Le château aurait été un temps squatté par une famille de gitans, selon un récit d’un certain Ch. Nicolas datant de 1968. Celui-ci évoque les deux entrées de la propriétés, celle du Roy d’Espagne et celle de la Traverse Pourrières. On trouvait notamment sur le domaine une tour, certainement un pigeonnier, ainsi qu’une maison de jardinier. Une allée de pins majestueux bordait la voie d’accès au château mais ils n’auraient pas survécus au froid et aux travaux d’aménagement du quartier. Le domaine accueillait également des fermettes maraîchères, celles de Mr Gervasone et Lerda ainsi que celle de Mr Gobert ou encore la ferme Fina et Gobert.
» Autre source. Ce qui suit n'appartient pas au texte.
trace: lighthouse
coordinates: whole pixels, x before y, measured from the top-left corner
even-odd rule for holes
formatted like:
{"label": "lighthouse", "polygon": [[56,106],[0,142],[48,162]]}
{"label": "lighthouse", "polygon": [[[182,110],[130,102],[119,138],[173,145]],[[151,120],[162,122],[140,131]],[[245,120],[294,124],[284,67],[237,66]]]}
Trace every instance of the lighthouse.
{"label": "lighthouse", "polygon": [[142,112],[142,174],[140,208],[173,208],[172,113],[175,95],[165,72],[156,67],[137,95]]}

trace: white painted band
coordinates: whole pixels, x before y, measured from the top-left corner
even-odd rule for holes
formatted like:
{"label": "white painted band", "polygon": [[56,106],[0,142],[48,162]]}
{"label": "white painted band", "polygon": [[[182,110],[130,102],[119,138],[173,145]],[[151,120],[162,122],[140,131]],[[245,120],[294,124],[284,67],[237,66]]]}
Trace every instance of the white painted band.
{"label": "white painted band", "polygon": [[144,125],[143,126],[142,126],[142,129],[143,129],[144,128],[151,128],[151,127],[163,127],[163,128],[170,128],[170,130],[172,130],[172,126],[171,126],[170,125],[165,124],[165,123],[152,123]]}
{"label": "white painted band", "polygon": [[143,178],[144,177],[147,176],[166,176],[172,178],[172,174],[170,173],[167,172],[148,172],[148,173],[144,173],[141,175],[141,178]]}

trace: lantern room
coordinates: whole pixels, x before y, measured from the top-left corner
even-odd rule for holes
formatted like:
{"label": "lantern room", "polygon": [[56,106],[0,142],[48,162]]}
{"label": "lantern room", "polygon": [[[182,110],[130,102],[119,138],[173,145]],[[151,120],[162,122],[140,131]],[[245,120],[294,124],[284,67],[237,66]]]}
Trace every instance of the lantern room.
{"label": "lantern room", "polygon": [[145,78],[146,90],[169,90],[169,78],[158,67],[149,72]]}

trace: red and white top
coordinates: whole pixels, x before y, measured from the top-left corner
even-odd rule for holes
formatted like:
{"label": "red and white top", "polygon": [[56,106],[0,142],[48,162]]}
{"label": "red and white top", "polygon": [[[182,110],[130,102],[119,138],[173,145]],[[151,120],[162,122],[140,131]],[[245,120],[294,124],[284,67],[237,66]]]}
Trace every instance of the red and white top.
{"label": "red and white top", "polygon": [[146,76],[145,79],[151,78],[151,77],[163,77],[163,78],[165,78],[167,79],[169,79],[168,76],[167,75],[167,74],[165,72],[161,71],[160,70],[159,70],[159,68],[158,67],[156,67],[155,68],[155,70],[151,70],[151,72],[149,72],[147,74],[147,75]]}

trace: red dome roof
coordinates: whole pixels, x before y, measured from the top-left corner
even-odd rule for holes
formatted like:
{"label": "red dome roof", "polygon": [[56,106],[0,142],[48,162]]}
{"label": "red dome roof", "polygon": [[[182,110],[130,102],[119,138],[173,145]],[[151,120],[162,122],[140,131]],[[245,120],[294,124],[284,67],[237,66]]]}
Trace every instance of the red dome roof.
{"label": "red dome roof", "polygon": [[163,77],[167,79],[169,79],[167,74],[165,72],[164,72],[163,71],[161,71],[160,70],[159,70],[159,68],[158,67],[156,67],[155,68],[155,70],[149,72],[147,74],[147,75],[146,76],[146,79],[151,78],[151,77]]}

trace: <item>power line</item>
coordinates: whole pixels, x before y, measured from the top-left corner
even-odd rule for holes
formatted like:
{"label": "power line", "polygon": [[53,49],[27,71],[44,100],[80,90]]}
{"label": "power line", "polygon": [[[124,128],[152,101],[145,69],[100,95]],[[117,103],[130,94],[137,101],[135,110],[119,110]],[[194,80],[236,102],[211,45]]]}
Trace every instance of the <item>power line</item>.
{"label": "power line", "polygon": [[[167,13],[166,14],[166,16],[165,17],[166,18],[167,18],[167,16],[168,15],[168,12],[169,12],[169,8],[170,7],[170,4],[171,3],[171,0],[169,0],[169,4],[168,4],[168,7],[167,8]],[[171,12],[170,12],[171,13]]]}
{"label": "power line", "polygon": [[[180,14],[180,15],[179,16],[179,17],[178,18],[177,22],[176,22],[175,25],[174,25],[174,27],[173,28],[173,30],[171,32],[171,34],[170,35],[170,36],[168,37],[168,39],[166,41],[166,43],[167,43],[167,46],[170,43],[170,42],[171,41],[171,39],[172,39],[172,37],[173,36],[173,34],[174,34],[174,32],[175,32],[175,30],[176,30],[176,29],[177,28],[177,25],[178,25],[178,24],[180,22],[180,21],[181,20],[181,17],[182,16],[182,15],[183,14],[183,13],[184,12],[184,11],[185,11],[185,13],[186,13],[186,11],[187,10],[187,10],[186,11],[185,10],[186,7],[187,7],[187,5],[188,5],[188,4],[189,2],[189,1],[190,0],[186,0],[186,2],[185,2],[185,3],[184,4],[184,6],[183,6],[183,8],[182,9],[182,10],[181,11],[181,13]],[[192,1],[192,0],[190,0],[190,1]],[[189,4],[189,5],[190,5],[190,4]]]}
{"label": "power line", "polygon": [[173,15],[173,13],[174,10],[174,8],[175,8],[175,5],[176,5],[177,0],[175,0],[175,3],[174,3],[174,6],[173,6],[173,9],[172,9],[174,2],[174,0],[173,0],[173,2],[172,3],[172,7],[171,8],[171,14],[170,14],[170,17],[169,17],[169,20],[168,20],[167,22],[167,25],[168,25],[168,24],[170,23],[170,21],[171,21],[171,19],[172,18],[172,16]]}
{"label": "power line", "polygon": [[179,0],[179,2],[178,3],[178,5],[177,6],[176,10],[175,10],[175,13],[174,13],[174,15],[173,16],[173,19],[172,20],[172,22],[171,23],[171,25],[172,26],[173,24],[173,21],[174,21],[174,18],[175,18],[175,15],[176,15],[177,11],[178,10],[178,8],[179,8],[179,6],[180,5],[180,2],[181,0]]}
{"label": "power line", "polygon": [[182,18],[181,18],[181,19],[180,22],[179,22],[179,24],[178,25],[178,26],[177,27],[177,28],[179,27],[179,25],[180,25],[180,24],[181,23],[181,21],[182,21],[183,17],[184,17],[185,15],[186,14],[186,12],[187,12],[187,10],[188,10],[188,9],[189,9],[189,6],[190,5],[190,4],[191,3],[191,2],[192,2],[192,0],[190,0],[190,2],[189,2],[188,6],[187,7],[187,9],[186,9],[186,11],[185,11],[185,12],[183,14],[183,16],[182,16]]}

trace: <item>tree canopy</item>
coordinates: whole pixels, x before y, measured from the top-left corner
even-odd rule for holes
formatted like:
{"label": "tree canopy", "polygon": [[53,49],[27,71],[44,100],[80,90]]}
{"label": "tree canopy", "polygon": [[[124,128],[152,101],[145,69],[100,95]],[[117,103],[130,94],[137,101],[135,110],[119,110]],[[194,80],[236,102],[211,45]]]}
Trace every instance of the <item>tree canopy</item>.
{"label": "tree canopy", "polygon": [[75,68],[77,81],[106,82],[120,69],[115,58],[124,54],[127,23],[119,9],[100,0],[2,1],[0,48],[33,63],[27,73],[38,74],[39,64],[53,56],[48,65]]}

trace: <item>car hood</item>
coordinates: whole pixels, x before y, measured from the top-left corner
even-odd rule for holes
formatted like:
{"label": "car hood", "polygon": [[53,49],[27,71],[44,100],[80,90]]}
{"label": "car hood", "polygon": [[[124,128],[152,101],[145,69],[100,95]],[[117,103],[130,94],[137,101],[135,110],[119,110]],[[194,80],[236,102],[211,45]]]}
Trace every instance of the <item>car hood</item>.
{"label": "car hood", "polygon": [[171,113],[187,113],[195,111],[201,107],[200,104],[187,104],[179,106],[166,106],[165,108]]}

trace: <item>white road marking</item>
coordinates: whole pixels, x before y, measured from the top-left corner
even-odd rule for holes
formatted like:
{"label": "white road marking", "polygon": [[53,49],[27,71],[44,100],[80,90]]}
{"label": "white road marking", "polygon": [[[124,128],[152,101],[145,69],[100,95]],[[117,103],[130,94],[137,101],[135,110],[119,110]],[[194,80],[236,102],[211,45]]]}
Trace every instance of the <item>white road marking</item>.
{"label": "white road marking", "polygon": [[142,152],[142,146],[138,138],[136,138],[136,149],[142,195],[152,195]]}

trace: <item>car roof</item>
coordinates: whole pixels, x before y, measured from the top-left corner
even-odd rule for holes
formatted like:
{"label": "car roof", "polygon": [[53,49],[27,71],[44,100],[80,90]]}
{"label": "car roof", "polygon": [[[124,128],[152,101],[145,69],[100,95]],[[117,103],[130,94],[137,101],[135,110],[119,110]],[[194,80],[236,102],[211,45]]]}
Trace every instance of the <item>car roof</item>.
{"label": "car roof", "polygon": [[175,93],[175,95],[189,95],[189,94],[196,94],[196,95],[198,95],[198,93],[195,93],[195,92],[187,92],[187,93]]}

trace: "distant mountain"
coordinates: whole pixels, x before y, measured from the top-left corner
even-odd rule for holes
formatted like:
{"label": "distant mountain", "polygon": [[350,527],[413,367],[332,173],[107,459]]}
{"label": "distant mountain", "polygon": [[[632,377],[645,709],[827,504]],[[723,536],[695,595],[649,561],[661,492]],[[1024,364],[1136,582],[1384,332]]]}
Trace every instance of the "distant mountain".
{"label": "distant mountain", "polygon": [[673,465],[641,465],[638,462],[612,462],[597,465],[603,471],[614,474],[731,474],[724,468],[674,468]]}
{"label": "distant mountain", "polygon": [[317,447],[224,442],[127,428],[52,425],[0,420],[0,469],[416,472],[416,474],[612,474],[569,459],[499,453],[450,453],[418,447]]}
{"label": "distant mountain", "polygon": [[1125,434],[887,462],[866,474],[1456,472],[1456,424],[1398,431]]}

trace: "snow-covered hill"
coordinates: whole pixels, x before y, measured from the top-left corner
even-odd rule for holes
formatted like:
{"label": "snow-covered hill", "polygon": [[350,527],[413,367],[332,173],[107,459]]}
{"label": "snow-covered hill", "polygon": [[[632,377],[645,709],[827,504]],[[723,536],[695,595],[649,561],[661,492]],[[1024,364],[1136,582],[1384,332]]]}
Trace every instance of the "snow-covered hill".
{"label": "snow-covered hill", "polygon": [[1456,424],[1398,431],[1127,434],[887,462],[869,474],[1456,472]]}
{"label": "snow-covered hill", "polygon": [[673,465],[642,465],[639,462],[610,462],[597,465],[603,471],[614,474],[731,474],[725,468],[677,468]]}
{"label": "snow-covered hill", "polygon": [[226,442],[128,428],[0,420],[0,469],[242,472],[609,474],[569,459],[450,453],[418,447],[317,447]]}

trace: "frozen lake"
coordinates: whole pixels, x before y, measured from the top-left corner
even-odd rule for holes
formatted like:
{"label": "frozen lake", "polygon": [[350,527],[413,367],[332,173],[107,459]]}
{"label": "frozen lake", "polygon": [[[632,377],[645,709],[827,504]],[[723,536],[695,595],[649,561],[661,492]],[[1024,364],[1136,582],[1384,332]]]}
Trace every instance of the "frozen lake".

On trouvait également les fermes Santi et Stable, près d’une ancienne piste d’entraînement d’une société hippique.
Le château Musso fût détruit quelques années (1962-1963) après la vente en 1958 par Mireille et Odette Barry pour 295.000.000 fr à la Caisse des Dépôts et Consignation. Une cession qui concernait ce domaine mais aussi de celui du Roy d’Espagne dont le château aurait été détruit par les allemands dès 1942. Aujourd’hui au 17 rue Velasquez, l’emplacement approximatif du château Musso, se trouve une des tours du lotissement du Roy d’Espagne.